Pressure is mounting on Kenyan police officers to deliver on their promise to help bring Haiti’s rampant gangs under control, six weeks after setting foot in the Caribbean nation.
When the first contingent of 200 elite Kenyan police officers flew into Haiti’s capital Port-au-Prince on 25 June, they filed confidently off their Kenyan Airways flight clad in helmets and combat gear, carrying their weapons and holding high the Kenyan national flag.
They chanted in Swahili while they psyched themselves up on the airport tarmac, as did a second batch of 200 Kenyan officers who landed three weeks later.
“Let’s go!” and “We’re moving!” came the cries.
Hopes were high that the Kenyan police would bring much-needed muscle to Haiti’s beleaguered National Police (PNH), as they struggled to hold back a deadly offensive by Haitian criminal gangs that have terrorised the capital and large swathes of the country for more than three years.
The Kenyans are the advance guard core of a UN-mandated, multinational force that will seek to restore peace to Haiti.
They were initially welcomed and feted by Haitian government leaders, and by many in Haiti’s media too.
Radio Independante FM posted on X a welcome greeting in the country’s Creole language for the Kenyans, saying:
“Haiti is the country of all Africans. Since you are black Haiti is your home… You Kenyan soldiers are at home and must be welcomed to help fight these wasters [the gangs] that prevent us from living in our country”.
However, weeks after the much anticipated deployment, which had already been delayed by legal challenges in Kenya and logistical hitches, many Haitians seem frustrated and disillusioned that the force, along with their Haitian police colleagues, have not moved more quickly and decisively against the gangs, their bosses and their known hideouts.
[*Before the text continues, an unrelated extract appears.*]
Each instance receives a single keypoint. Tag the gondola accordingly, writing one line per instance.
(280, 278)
Frustrated commentary, expressing impatience and disappointment, is on the rise in Haitian media and social media circles.
There has been chorus of calls for “actions not words” and “concrete results”.
Some of the sharpest criticism accuses the Kenyans of “theatrics” and being mere “tourists”.
Critics point out that – despite high-profile joint patrols by Kenyan and Haitian police in Port-au-Prince where they have exchanged fire with suspected gangmen – the gangs only seem to have tightened their grip on the capital’s south-western and north-eastern suburbs since the Kenyan mission began.
Gang members have attacked and burned or partially destroyed police stations and continue to prey on major highways out of the capital and inland.
There is a feeling among some that the Kenyan force has been too slow to make its presence felt.
“What are the Kenyans waiting for to act against the bandits?,” asked local news outlet AyiboPost in an article posted to X on 11 July, a fortnight after the East Africans landed.
Some two weeks later, online news website Le Filet Info was commenting pointedly: “The presence of the Kenyan police in the country does not manage to frighten the bandits.
“They continue to massacre members of the civilian population.”